Je suis définitivement incapable d'écrire lorsque j'entend des sons tels la radio ou la télé. La distraction m'empêche de me concentrer. C'est tout à fait normal d'ailleurs, je suis sûr que je ne suis pas le seul dans cette situation. Alors pourquoi est-ce que j'attend d'avoir poiroté presque une demi-heure devant mon écran avant de me décider de fermer le son ?

En fin de semaine, j'ai réalisé une chose. Je porte un masque. Grosse nouvelle, me direz-vous, nous portons tous un masque. Cela fait partie de notre humanité. Nous gardons tous des aspects de nous secret.

Mais en ce qui me concerne, ce masque me pèse. Beaucoup même. Je le porte depuis aussi longtemps que je peux me souvenir. Je suis un homme très orgueilleux. Toute ma vie, j'ai toujours voulu être au dessus de la situation, tout savoir, tout maîtriser. Je dois toujours paraître en contrôle, sûr de moi. Pour ceux qui me connaissent peu, je semble être un homme qui possède une vaste expérience de la vie, alors qu'il n'en est rien. Lors d'une conversation, je me livre à une remarquable  gymnastique intellectuelle pour réussir à ne parler que de la partie que je connais dans chaque sujet. Résultat: je parais érudit en tout. Or, la vérité est toute autre. Comprenez-moi bien: je ne suis pas inculte quand même. Il est vrai que je suis doté d'une grande curiosité intellectuelle et qu'au fil des années je me suis intéressé et renseigné sur beaucoup de choses. Mais là où mon expérience est beaucoup plus limitée, c'est en ce qui concerne l'expérience de la vie. Vous savez ces choses toutes simples du quotidien: faire la cuisine, s'acheter des vêtements, faire des appels téléphoniques pour prendre des renseignements sur divers sujets, etc. La plupart des gens les font sans même s'en rendre compte. Pour moi, chacune de ces activités en apparence anodines est une corvée. Pourquoi ? Parce que je ne les fais pas assez souvent pour en prendre l'habitude.

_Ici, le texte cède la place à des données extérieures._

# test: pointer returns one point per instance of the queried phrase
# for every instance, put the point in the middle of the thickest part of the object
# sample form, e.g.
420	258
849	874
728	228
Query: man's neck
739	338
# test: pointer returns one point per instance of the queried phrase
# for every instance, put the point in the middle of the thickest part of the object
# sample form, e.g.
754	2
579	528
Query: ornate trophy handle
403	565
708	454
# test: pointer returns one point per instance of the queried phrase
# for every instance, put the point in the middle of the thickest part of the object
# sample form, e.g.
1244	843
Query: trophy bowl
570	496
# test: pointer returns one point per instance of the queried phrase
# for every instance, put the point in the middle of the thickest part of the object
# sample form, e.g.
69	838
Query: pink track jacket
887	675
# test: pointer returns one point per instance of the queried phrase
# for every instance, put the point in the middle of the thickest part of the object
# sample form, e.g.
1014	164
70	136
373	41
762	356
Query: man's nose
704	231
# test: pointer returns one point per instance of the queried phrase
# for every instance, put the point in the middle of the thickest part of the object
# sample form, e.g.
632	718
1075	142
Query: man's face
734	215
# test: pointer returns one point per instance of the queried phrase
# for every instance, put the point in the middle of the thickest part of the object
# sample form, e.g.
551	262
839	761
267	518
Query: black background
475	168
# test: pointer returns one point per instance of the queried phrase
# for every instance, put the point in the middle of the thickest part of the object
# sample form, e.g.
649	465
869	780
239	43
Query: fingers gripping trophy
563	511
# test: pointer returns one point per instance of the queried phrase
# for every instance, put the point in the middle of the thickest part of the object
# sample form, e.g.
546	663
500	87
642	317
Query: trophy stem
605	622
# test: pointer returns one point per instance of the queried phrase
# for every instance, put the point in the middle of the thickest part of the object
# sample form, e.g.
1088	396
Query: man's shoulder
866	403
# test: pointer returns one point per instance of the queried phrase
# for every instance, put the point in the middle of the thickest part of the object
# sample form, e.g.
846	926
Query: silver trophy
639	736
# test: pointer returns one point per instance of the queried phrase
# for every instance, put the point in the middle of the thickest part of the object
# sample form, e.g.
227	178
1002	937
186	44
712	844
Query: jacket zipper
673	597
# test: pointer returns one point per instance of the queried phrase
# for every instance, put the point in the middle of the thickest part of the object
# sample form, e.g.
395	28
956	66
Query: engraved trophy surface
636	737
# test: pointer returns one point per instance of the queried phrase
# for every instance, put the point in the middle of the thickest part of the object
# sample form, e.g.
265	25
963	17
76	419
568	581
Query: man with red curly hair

En fait, toute ma vie, j'ai toujours hésité à faire des choses que je n'avais jamais faite auparavant, de peur de paraître inadéquat ou incompétent. Autrement dit j'avais peur. Mais je ne pouvais tout simplement pas admettre que j'avais peur. Alors j'inventais toutes sortes d'excuses. Et comme je ne faisais jamais ces choses, je n'en prenais jamais l'habitude. Et n'en prenant jamais l'habitude, j'hésitais toujours à les faire pour ne pas paraître inadéquat ou incompétent. Beau petit cercle vicieux n'est-ce pas ?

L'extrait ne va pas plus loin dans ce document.